Rafael Alunan, spokesman for the Philippine negotiators, said the U.S. failure to fulfill financial commitments on the bases to the tune of $222.5 million “could endanger the future of our talks with the United States.”

U.S. special negotiator Richard L. Armitage responded sharply, telling the Filipinos not to measure friendship in dollars.

“Mr. Armitage emphasized that he is not an accountant, he does not stand next to a cash register when conducting foreign relations and he does not put a price tag on Philippine honor and sovereignty,” U.S. spokesman Stanley Schrager said.

Police on Wednesday used clubs to break up a march to the U.S. Embassy by Philippine, American and Japanese protesters opposing the bases and arrested 15 of the demonstrators for illegal assembly.

“We realize the difficult situation of providing security around the bases when you have the (Communists), when you have people trying to kill and assassinate American servicemen and American officials,” Schrager said.

U.S. officials fear that the communiques from the New People’s Army, the armed wing of the outlawed Philippine Communist Party, presage a campaign of terrorism against Americans officials and soldiers. Although it has suffered setbacks in recent months, the NPA still controls an estimated 19,000 troops.
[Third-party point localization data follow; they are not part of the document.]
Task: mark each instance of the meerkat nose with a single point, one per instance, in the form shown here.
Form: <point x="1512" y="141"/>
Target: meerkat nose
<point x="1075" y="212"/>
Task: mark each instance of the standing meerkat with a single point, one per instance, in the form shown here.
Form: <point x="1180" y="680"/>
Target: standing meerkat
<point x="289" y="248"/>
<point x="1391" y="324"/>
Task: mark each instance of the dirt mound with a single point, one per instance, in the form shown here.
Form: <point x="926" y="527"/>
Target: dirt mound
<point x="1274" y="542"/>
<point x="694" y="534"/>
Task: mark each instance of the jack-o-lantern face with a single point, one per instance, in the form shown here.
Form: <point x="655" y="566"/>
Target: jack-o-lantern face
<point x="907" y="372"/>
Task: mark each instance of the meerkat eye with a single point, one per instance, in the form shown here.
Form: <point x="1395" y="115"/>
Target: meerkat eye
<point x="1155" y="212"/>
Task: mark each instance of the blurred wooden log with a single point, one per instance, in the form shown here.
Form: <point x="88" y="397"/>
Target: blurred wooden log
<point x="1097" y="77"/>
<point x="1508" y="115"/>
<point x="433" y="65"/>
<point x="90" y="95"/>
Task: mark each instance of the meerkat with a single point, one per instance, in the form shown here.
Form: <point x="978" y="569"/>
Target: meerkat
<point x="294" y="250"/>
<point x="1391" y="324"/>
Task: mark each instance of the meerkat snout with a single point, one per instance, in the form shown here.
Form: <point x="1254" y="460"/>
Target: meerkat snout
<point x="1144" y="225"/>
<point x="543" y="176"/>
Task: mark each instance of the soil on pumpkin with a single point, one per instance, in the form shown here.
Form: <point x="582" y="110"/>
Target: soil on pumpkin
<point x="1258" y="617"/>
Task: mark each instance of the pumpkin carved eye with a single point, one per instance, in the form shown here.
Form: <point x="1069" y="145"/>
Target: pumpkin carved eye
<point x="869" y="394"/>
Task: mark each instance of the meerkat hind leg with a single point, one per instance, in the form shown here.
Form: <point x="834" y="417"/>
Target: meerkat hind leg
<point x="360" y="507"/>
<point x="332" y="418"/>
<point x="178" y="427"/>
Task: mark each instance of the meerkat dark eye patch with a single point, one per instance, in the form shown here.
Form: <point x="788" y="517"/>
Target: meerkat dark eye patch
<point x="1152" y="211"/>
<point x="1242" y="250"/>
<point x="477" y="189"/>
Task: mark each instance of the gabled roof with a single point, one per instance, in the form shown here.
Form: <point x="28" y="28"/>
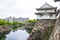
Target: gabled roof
<point x="46" y="6"/>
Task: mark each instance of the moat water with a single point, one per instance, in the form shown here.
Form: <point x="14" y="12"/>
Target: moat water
<point x="17" y="35"/>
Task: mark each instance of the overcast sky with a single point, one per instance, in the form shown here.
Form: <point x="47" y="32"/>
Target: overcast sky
<point x="22" y="8"/>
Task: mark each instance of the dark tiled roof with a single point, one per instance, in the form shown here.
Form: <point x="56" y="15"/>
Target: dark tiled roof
<point x="56" y="0"/>
<point x="44" y="12"/>
<point x="46" y="7"/>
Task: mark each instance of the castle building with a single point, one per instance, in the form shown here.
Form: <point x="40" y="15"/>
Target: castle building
<point x="46" y="12"/>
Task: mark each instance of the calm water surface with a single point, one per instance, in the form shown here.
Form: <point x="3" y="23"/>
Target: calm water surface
<point x="17" y="35"/>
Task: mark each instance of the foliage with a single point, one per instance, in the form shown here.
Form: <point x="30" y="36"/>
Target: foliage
<point x="32" y="21"/>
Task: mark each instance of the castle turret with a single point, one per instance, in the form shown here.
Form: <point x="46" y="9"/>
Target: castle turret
<point x="46" y="12"/>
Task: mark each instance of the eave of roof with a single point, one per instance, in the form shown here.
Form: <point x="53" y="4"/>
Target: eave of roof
<point x="46" y="8"/>
<point x="56" y="0"/>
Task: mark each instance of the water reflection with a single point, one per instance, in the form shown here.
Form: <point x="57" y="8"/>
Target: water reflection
<point x="17" y="35"/>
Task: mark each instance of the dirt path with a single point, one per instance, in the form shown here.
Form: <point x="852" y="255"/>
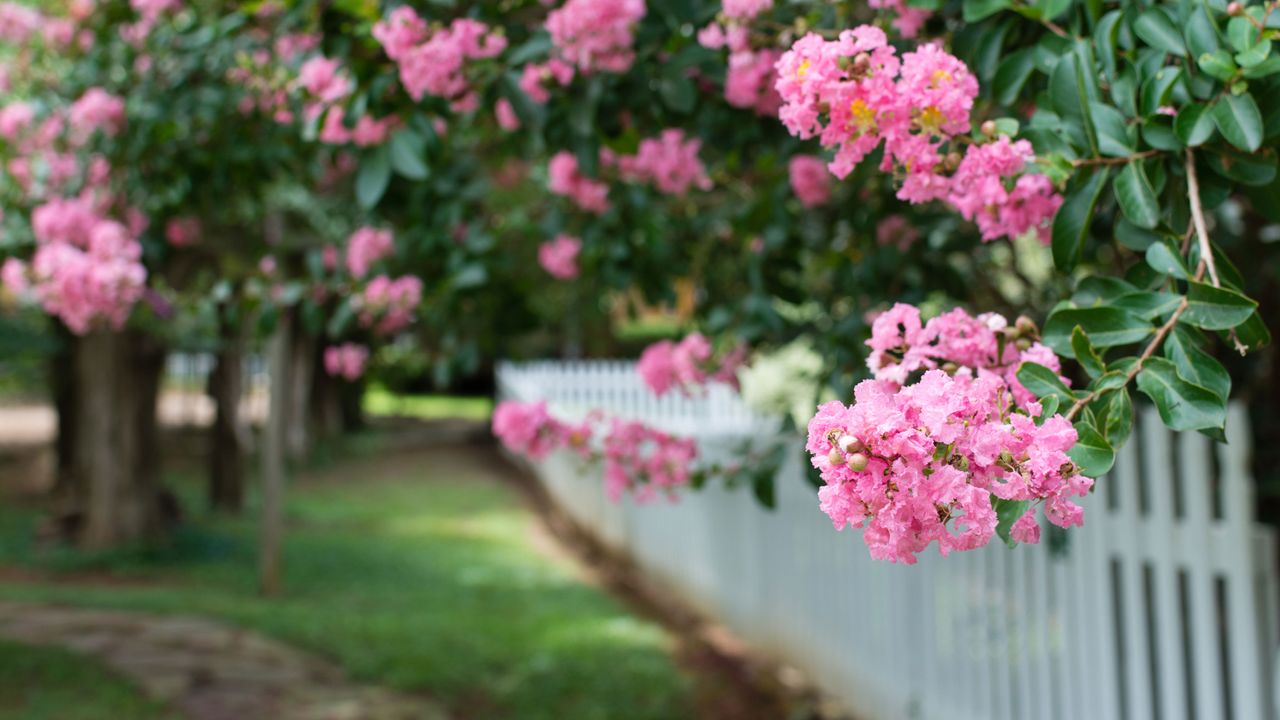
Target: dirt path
<point x="208" y="670"/>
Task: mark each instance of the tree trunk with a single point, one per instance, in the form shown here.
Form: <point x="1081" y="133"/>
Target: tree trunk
<point x="117" y="440"/>
<point x="227" y="446"/>
<point x="300" y="363"/>
<point x="274" y="438"/>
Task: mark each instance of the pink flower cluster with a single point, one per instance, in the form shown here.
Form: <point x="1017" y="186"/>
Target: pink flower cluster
<point x="87" y="268"/>
<point x="565" y="178"/>
<point x="855" y="94"/>
<point x="346" y="360"/>
<point x="96" y="110"/>
<point x="668" y="162"/>
<point x="433" y="62"/>
<point x="810" y="181"/>
<point x="688" y="365"/>
<point x="387" y="305"/>
<point x="903" y="345"/>
<point x="535" y="78"/>
<point x="560" y="256"/>
<point x="182" y="232"/>
<point x="638" y="458"/>
<point x="595" y="35"/>
<point x="920" y="463"/>
<point x="365" y="247"/>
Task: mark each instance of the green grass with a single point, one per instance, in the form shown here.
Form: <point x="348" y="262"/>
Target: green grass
<point x="414" y="572"/>
<point x="380" y="402"/>
<point x="44" y="683"/>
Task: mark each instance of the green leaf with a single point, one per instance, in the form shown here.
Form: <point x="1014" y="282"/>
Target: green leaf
<point x="1011" y="76"/>
<point x="1200" y="32"/>
<point x="1043" y="382"/>
<point x="1194" y="365"/>
<point x="1156" y="30"/>
<point x="1182" y="405"/>
<point x="977" y="10"/>
<point x="406" y="151"/>
<point x="1106" y="327"/>
<point x="1136" y="196"/>
<point x="1111" y="130"/>
<point x="1216" y="308"/>
<point x="1092" y="454"/>
<point x="1075" y="215"/>
<point x="1217" y="64"/>
<point x="1150" y="305"/>
<point x="1194" y="124"/>
<point x="1086" y="355"/>
<point x="1119" y="417"/>
<point x="1165" y="260"/>
<point x="1239" y="121"/>
<point x="1008" y="511"/>
<point x="373" y="178"/>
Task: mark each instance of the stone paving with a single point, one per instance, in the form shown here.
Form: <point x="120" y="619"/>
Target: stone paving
<point x="208" y="670"/>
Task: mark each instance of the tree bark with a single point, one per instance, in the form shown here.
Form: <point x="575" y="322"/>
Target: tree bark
<point x="227" y="436"/>
<point x="274" y="438"/>
<point x="117" y="463"/>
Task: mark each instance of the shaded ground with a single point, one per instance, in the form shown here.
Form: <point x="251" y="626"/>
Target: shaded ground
<point x="206" y="670"/>
<point x="410" y="569"/>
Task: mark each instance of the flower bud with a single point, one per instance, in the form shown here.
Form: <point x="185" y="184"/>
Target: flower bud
<point x="856" y="461"/>
<point x="849" y="443"/>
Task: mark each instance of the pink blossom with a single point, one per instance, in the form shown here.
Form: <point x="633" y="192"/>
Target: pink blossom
<point x="560" y="256"/>
<point x="321" y="77"/>
<point x="365" y="247"/>
<point x="565" y="178"/>
<point x="670" y="162"/>
<point x="506" y="115"/>
<point x="387" y="305"/>
<point x="182" y="232"/>
<point x="346" y="360"/>
<point x="809" y="180"/>
<point x="595" y="35"/>
<point x="535" y="78"/>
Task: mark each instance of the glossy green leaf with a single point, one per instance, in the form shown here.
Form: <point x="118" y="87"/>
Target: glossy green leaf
<point x="1182" y="405"/>
<point x="1156" y="30"/>
<point x="1137" y="197"/>
<point x="1194" y="124"/>
<point x="1216" y="308"/>
<point x="1075" y="215"/>
<point x="1106" y="327"/>
<point x="1043" y="382"/>
<point x="1086" y="355"/>
<point x="1092" y="454"/>
<point x="373" y="177"/>
<point x="1111" y="130"/>
<point x="1239" y="121"/>
<point x="1196" y="365"/>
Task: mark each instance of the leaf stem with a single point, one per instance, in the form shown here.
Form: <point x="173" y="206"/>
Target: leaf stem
<point x="1142" y="359"/>
<point x="1198" y="219"/>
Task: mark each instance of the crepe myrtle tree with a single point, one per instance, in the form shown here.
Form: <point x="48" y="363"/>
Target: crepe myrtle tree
<point x="132" y="182"/>
<point x="1123" y="136"/>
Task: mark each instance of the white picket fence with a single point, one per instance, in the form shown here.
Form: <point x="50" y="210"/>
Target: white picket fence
<point x="1162" y="606"/>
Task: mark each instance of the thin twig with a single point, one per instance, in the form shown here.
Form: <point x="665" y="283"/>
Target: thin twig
<point x="1198" y="218"/>
<point x="1142" y="359"/>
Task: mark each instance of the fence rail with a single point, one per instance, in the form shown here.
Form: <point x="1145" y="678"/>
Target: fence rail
<point x="1162" y="606"/>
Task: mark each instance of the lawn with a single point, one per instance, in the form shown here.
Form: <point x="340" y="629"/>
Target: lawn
<point x="412" y="570"/>
<point x="42" y="683"/>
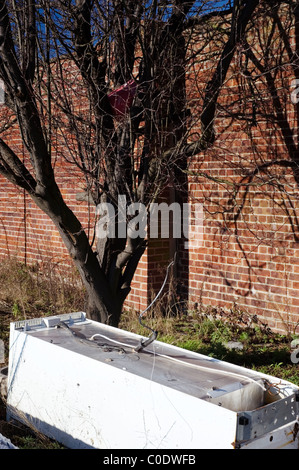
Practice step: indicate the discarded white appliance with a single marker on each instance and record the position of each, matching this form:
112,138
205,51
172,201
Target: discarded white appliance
89,385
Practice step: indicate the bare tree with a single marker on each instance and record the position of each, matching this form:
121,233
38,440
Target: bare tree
136,51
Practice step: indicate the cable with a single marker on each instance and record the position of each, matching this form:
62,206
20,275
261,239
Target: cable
144,343
188,364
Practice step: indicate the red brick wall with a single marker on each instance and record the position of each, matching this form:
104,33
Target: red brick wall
250,261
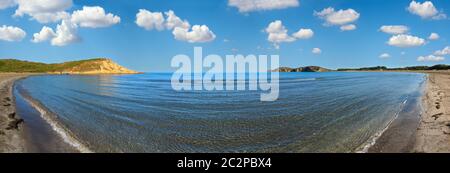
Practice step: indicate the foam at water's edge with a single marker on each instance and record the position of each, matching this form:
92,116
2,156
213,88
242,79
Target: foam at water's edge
62,132
372,141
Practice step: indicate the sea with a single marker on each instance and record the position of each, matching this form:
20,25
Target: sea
315,112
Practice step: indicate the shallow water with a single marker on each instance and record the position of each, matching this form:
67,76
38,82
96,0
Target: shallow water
315,112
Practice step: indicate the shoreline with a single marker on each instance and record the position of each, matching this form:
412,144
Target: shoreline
12,134
431,129
433,133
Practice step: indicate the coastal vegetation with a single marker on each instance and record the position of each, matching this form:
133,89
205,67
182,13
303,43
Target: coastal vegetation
302,69
411,68
89,66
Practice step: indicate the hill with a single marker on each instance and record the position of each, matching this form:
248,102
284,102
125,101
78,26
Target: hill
383,68
303,69
90,66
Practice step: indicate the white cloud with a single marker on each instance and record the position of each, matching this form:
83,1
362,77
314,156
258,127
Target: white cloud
174,21
348,27
197,34
433,36
7,3
443,52
150,20
394,29
425,10
431,58
45,34
94,17
340,17
277,33
406,41
44,11
316,51
11,33
303,34
385,55
257,5
66,33
181,29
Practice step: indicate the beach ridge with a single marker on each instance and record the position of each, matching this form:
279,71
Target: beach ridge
11,132
433,133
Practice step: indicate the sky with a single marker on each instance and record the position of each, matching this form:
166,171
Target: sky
144,35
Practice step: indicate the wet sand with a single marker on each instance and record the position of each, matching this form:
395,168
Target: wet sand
22,130
427,132
433,133
11,125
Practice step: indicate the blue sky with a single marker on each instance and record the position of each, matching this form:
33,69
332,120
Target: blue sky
239,31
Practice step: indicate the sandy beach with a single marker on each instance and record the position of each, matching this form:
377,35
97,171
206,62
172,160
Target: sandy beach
433,133
11,131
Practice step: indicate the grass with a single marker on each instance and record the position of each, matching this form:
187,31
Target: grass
18,66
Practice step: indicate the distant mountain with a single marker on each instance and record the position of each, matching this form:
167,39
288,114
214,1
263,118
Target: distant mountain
412,68
90,66
302,69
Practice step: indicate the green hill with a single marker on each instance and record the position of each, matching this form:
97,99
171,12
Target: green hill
90,66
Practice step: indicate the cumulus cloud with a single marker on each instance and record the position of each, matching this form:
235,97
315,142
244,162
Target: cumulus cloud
150,20
198,34
303,34
174,21
11,33
44,11
431,58
426,10
45,34
258,5
348,27
394,29
94,17
66,33
340,17
443,52
316,51
433,36
277,33
403,40
385,55
7,3
181,29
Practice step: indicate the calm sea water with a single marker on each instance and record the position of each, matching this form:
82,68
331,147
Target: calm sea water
315,112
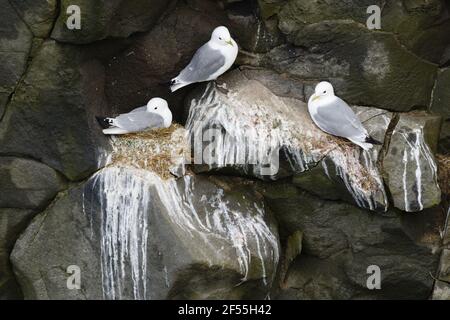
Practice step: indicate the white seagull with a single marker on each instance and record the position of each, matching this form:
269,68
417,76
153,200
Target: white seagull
210,61
156,114
332,115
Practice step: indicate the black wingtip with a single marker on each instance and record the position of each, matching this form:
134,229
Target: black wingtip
373,141
167,83
103,122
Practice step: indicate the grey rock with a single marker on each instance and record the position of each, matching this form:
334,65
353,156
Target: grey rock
39,15
12,223
144,69
420,26
340,241
135,236
253,34
441,106
15,45
368,69
260,132
52,114
409,165
27,184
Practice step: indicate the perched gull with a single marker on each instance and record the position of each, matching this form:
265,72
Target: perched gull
156,114
210,61
332,115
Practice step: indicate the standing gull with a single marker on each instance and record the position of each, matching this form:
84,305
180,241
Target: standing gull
156,114
332,115
210,61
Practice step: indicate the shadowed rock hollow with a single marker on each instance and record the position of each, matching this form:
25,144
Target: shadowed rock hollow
145,217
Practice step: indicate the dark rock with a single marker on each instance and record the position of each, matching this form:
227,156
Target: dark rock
39,15
52,114
135,236
253,33
12,223
340,241
420,26
15,46
368,69
108,18
27,184
260,136
441,106
144,69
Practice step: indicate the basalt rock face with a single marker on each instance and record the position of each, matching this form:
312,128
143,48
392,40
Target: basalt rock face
135,235
251,126
260,203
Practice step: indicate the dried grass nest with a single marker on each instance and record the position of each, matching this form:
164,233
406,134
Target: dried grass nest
156,150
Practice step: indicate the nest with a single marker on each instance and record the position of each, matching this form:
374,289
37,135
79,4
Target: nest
157,150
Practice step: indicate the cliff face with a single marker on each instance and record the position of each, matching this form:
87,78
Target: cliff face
142,219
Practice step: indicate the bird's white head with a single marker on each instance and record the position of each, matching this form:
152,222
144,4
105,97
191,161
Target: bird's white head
323,89
221,36
161,107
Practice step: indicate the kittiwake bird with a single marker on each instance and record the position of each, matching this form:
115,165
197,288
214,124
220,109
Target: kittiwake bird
212,60
332,115
156,114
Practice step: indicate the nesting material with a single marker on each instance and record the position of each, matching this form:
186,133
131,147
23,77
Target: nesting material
159,151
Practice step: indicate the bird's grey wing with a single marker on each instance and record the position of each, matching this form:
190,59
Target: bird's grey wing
205,62
140,109
139,121
338,119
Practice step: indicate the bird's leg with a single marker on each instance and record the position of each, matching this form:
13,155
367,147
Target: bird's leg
221,86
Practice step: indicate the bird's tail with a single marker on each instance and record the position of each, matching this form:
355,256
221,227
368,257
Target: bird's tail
176,84
365,145
105,123
115,130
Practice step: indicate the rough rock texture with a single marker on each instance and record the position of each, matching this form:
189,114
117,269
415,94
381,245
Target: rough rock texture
108,18
409,165
12,223
140,225
27,184
146,67
365,68
37,14
259,127
15,45
51,117
137,237
340,241
441,106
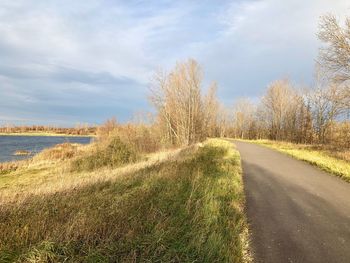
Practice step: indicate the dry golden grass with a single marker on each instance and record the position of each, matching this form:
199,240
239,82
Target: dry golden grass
182,205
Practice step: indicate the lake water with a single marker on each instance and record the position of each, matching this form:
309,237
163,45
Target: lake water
34,144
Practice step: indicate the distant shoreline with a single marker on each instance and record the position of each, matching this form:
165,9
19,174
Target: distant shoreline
47,134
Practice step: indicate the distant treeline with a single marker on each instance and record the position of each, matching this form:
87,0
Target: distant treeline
78,130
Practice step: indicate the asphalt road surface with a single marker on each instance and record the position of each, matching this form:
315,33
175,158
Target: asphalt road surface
296,212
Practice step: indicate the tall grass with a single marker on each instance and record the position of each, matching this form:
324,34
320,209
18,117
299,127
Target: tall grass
187,208
112,153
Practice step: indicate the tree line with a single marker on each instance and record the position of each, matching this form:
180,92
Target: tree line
315,115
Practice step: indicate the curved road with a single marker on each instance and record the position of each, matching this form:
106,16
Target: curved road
296,212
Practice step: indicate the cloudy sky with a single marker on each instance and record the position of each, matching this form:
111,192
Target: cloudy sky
64,61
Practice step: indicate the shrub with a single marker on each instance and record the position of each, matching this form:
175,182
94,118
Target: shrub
112,153
59,152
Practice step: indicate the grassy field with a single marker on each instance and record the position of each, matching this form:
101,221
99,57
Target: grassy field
334,161
42,134
183,205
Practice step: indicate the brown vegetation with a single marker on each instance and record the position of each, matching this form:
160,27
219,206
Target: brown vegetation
80,129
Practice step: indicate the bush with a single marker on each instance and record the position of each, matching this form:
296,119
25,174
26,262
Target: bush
59,152
112,153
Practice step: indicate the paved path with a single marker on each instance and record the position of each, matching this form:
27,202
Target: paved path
296,212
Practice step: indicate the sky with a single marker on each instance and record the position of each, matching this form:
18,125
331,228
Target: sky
65,62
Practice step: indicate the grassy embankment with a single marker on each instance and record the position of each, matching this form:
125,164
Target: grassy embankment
43,134
334,161
183,205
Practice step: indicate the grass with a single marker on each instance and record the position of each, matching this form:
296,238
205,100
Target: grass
42,134
184,205
332,161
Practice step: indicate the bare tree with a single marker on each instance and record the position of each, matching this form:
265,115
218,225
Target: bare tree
211,107
177,97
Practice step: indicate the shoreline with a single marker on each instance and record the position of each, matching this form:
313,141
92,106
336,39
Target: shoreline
44,134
Since the shooting last Sunday, military officials have indefinitely canceled all leave and liberty and locked all residents inside the bases. Those who live off-base are ordered not even to stop on their way to work. The country is off-limits to visiting troops for rest and recreation. Convoys are required for most travel base to base.

Here in Angeles City, 50 miles north of Manila, 700 visiting troops were moved out of local hotels after the shooting and tripled up in Clark’s already crowded barracks, or put on 200 cots in a base gymnasium. Single men living off-base also were ordered inside. Armed guards in flak jackets and helmets carefully patrol the base perimeter or check passes behind sandbags at the entrance.

As a result, the usually bustling Fields Avenue strip of raucous honky-tonks, curio shops and tattoo parlors was virtually deserted Wednesday afternoon. Only two Americans could be found, sipping beers outside the dimly lit Puppy Lounge and Soul Food Kitchenette.

“You used to be able to go anywhere, do anything here,” retired Air Force Sgt. Eugene Ward said. “Now, you’re limited where you can go. And you’re always looking over your shoulder.”

“I’ve been here since 1984, but now I’m getting ready to go,” agreed his companion, Steve Hinton, another retired sergeant. “This place is hurting.”

Inside the sprawling, 205-square-mile base, behind a newly erected 26-mile-long cement wall, Americans spoke of fear, anger and frustration as fighter jets screamed overhead. “What good is coming to the Philippines if you can’t get off the base?” complained one officer who asked not to be identified. “This used to be one of the hardest assignments to get. Now people don’t want to come.”